Supporting HttpAdapter.route(response)

Although the route is associated with the request, not the response, it is parsed from the response object. The reason is that many server implementations process the request before they can identify the route.

Instrumentation authors implement support via extending HttpAdapter accordingly. There are a few patterns which might help.

Callback with non-final type

When a framework uses an callback model, you are in control of the type being parsed. If the response type isn't final, simply subclass it with the route data.
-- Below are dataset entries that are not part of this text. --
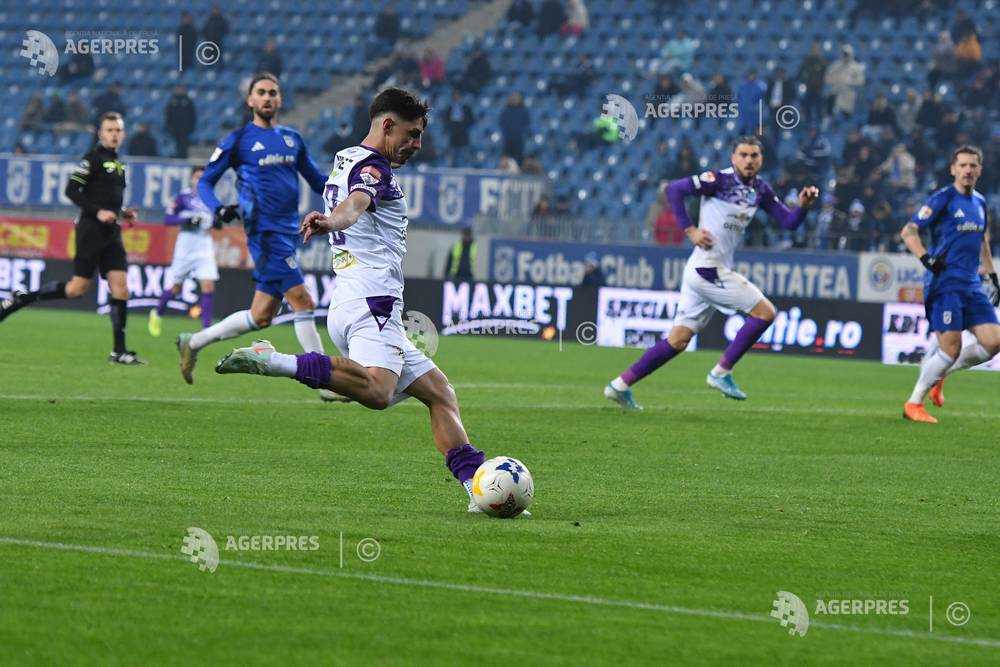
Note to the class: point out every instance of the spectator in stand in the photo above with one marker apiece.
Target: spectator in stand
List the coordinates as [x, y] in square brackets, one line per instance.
[844, 77]
[458, 120]
[478, 72]
[387, 28]
[665, 88]
[55, 111]
[662, 221]
[531, 166]
[521, 11]
[508, 165]
[906, 117]
[719, 90]
[678, 53]
[77, 116]
[900, 169]
[880, 114]
[816, 154]
[180, 119]
[551, 17]
[80, 66]
[215, 29]
[270, 59]
[812, 73]
[341, 138]
[187, 36]
[515, 126]
[577, 18]
[141, 142]
[110, 100]
[931, 110]
[780, 91]
[943, 60]
[431, 69]
[748, 97]
[593, 276]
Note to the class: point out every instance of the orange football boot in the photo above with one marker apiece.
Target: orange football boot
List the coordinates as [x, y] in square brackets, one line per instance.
[937, 393]
[915, 412]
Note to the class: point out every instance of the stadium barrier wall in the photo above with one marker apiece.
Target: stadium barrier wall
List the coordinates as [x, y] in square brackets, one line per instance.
[779, 274]
[893, 333]
[445, 198]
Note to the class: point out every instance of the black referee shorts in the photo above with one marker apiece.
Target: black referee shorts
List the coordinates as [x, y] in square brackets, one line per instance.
[98, 247]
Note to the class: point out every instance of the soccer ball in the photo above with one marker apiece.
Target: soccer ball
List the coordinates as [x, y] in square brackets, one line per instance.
[502, 487]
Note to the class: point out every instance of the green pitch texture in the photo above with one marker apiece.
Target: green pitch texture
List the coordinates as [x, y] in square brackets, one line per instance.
[657, 538]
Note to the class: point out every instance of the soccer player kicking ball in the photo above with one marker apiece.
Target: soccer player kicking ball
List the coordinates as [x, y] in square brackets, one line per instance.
[268, 159]
[953, 298]
[729, 199]
[366, 218]
[194, 253]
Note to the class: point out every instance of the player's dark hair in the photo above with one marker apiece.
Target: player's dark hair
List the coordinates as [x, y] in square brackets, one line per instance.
[966, 148]
[750, 140]
[261, 76]
[401, 102]
[108, 115]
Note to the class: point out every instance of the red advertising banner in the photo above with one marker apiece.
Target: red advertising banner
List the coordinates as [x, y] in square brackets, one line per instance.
[144, 243]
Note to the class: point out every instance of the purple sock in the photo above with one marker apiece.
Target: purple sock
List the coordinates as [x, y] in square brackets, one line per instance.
[464, 461]
[161, 307]
[313, 369]
[651, 359]
[748, 334]
[206, 309]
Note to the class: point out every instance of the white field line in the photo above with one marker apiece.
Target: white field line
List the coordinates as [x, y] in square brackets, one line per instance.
[597, 405]
[506, 592]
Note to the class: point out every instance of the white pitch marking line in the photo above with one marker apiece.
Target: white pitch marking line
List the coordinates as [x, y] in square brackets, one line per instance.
[508, 592]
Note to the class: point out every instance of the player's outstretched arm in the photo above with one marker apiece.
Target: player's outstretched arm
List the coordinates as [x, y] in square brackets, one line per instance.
[340, 218]
[787, 218]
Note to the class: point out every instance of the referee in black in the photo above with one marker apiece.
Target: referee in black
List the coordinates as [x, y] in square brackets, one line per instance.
[97, 186]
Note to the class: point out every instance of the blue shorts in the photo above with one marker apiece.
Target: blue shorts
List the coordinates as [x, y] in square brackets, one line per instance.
[957, 311]
[276, 269]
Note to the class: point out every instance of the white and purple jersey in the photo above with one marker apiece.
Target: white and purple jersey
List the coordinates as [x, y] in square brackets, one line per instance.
[190, 212]
[368, 255]
[727, 206]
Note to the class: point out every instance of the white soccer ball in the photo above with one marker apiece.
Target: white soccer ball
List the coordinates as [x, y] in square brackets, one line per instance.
[502, 487]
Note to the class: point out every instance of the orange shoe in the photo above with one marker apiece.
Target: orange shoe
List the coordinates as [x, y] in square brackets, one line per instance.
[915, 412]
[937, 393]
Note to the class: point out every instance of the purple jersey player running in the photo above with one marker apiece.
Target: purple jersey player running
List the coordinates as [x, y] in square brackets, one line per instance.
[729, 199]
[366, 219]
[194, 253]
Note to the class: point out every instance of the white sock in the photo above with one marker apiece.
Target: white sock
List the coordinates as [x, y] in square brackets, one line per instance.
[932, 369]
[238, 323]
[971, 355]
[282, 365]
[305, 331]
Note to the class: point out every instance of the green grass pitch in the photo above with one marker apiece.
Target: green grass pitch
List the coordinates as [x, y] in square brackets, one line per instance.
[657, 538]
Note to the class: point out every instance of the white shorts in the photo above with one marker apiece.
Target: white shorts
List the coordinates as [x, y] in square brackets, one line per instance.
[707, 289]
[371, 332]
[194, 257]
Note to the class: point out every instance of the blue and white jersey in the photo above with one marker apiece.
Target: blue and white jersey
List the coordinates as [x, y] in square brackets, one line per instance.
[957, 224]
[368, 255]
[267, 162]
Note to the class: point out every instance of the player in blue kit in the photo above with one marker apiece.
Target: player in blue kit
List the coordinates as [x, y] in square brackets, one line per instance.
[955, 217]
[267, 159]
For example, if Spring MVC, it would be this:

    // check for a wrapper type which holds the template
    handler = HttpServerHandler.create(httpTracing, new HttpServletAdapter() {
      @Override public String template(HttpServletResponse response) {
        return response instanceof HttpServletResponseWithTemplate
            ? ((HttpServletResponseWithTemplate) response).route : null;
      }

      @Override public String toString() {
        return "WebMVCAdapter{}";
      }
    });

--snip--

// when parsing the response, scope the route from the request

    Object template = request.getAttribute(BEST_MATCHING_PATTERN_ATTRIBUTE);
    if (route != null) {
      response = new HttpServletResponseWithTemplate(response, route.toString());
    }
    handler.handleSend(response, ex, span);

Callback with final type

If the response type is final, you may be able to make a copy and stash the route as a synthetic header. Since this is a copy of the response, there's no chance a user will receive this header in a real response.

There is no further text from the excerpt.